Yesterday, California-based AI firm Adept announced Action Transformer (ACT-1), an AI model that can perform actions in software like a human assistant when given high-level written or verbal commands. It can reportedly operate web apps and perform intelligent searches on websites while clicking, scrolling, and typing in the right fields as if it were a person using the computer.
In a demo video tweeted by Adept, the company shows someone typing, “Find me a house in Houston that works for a family of 4. My budget is 600K” into a text entry box. Upon submitting the task, ACT-1 automatically browses Redfin.com in a web browser, clicking the proper regions of the website, typing a search entry, and changing the search parameters until a matching house appears on the screen.
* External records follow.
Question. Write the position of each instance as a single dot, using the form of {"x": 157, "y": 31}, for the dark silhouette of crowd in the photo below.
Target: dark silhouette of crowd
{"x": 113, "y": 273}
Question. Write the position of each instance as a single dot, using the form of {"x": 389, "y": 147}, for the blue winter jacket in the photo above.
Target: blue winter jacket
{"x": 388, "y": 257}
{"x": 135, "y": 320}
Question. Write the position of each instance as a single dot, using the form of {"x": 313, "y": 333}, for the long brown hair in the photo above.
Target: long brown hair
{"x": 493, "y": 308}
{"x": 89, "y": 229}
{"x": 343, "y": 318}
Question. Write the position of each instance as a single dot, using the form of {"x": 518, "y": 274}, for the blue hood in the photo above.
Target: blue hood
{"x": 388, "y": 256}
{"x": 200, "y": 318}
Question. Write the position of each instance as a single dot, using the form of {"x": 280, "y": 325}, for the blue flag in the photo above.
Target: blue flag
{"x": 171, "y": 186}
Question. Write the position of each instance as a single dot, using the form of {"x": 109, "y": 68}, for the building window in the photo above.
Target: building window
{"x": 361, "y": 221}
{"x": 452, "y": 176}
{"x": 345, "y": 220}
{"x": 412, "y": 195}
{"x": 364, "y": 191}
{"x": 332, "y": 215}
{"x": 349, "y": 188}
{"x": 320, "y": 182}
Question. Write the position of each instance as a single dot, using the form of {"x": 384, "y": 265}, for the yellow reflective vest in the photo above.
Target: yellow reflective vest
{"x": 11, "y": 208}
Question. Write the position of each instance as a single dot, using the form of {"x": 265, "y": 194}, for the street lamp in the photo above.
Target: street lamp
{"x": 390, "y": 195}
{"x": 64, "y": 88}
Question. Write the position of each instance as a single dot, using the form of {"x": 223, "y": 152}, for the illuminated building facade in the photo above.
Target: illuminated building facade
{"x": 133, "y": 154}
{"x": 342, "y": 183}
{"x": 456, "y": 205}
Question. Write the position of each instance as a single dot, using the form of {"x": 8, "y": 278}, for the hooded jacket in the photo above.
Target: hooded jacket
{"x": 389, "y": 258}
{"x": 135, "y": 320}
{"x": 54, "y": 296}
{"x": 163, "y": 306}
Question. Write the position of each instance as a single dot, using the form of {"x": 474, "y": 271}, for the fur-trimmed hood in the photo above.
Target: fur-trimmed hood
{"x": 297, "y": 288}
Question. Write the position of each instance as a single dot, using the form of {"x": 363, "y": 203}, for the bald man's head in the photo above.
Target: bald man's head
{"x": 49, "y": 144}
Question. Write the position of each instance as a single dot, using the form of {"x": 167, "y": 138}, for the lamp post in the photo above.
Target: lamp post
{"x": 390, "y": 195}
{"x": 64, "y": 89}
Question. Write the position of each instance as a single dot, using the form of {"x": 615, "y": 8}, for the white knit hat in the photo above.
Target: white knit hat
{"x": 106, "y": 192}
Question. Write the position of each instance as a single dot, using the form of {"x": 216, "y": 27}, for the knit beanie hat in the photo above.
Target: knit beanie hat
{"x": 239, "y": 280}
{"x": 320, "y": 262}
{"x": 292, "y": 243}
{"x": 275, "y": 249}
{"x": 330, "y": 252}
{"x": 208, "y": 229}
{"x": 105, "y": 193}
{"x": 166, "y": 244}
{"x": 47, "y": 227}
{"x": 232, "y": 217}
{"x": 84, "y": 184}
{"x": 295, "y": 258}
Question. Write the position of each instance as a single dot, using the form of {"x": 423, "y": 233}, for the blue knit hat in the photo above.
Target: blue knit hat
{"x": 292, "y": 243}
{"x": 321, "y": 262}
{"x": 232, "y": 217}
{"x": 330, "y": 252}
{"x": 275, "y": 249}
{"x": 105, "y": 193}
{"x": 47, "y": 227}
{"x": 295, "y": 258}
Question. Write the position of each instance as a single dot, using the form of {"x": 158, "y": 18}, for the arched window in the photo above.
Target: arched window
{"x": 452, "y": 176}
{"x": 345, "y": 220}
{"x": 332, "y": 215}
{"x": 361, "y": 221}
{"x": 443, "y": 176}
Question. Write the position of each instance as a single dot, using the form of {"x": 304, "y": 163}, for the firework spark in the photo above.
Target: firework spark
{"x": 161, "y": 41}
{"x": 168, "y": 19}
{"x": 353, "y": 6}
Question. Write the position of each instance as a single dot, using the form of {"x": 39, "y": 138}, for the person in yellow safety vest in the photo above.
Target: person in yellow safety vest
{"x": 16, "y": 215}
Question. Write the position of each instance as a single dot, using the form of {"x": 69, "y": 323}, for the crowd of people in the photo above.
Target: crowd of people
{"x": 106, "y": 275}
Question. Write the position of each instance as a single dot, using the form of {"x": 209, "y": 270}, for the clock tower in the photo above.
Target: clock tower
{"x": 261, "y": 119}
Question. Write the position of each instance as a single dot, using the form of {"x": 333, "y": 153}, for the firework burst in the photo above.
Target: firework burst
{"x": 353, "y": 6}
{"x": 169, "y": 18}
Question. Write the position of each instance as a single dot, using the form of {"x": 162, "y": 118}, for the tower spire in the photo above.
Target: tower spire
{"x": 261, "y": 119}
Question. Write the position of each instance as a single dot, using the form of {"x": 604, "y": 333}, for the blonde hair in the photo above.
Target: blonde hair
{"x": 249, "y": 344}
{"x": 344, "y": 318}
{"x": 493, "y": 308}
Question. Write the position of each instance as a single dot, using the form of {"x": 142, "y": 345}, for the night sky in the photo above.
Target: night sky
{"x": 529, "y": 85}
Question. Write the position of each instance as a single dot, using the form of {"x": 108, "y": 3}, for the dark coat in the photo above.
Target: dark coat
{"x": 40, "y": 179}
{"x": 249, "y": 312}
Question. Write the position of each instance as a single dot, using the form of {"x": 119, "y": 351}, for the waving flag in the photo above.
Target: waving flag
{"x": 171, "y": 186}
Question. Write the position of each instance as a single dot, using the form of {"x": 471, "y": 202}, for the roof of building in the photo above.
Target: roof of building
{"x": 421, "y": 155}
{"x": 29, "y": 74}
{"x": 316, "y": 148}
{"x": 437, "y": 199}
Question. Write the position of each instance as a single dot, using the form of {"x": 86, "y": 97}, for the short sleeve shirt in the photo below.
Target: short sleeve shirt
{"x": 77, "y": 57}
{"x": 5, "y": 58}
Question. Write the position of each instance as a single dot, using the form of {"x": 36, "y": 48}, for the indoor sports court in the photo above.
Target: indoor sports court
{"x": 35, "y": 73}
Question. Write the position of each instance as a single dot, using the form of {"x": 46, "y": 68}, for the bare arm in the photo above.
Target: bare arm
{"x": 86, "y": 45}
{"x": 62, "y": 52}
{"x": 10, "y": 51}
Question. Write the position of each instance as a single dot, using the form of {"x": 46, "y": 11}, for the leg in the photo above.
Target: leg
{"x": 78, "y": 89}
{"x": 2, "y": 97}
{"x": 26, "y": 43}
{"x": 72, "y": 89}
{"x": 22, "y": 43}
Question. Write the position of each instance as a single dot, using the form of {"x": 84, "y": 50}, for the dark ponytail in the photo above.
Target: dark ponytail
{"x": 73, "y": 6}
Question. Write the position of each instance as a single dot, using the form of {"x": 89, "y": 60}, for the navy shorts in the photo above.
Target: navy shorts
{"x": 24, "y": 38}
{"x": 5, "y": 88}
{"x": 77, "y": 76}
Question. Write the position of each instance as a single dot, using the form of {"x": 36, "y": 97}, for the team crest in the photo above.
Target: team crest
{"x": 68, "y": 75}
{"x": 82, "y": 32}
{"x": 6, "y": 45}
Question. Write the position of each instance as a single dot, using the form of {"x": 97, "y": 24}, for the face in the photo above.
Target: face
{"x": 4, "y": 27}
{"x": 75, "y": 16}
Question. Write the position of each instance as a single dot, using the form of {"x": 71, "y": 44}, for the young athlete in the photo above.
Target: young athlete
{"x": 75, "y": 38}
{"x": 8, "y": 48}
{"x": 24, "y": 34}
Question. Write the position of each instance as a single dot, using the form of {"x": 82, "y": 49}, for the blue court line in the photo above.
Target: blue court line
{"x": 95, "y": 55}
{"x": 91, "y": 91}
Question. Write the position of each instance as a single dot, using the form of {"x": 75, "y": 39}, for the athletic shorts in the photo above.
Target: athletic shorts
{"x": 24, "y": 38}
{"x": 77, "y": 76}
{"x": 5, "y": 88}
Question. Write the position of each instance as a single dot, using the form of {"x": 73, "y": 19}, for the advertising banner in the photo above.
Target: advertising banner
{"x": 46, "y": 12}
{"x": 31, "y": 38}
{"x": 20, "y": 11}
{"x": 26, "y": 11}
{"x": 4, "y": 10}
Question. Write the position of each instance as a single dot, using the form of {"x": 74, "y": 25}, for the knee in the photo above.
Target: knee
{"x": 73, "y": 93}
1/7 We built a new model! It’s called Action Transformer (ACT-1) and we taught it to use a bunch of software tools. In this first video, the user simply types a high-level request and ACT-1 does the rest. Read on to see more examples pic.twitter.com/mq7c0Vyd7N
— Adept (@AdeptAILabs) September 14, 2022
Another demonstration video on Adept’s website shows ACT-1 operating Salesforce with prompts such as “add Max Nye at Adept as a new lead” and “log a call with James Veel saying that he’s thinking about buying 100 widgets.” ACT-1 then clicks the right buttons, scrolls, and fills out the proper forms to finish these tasks. Other demo videos show ACT-1 navigating Google Sheets, Craigslist, and Wikipedia through a browser.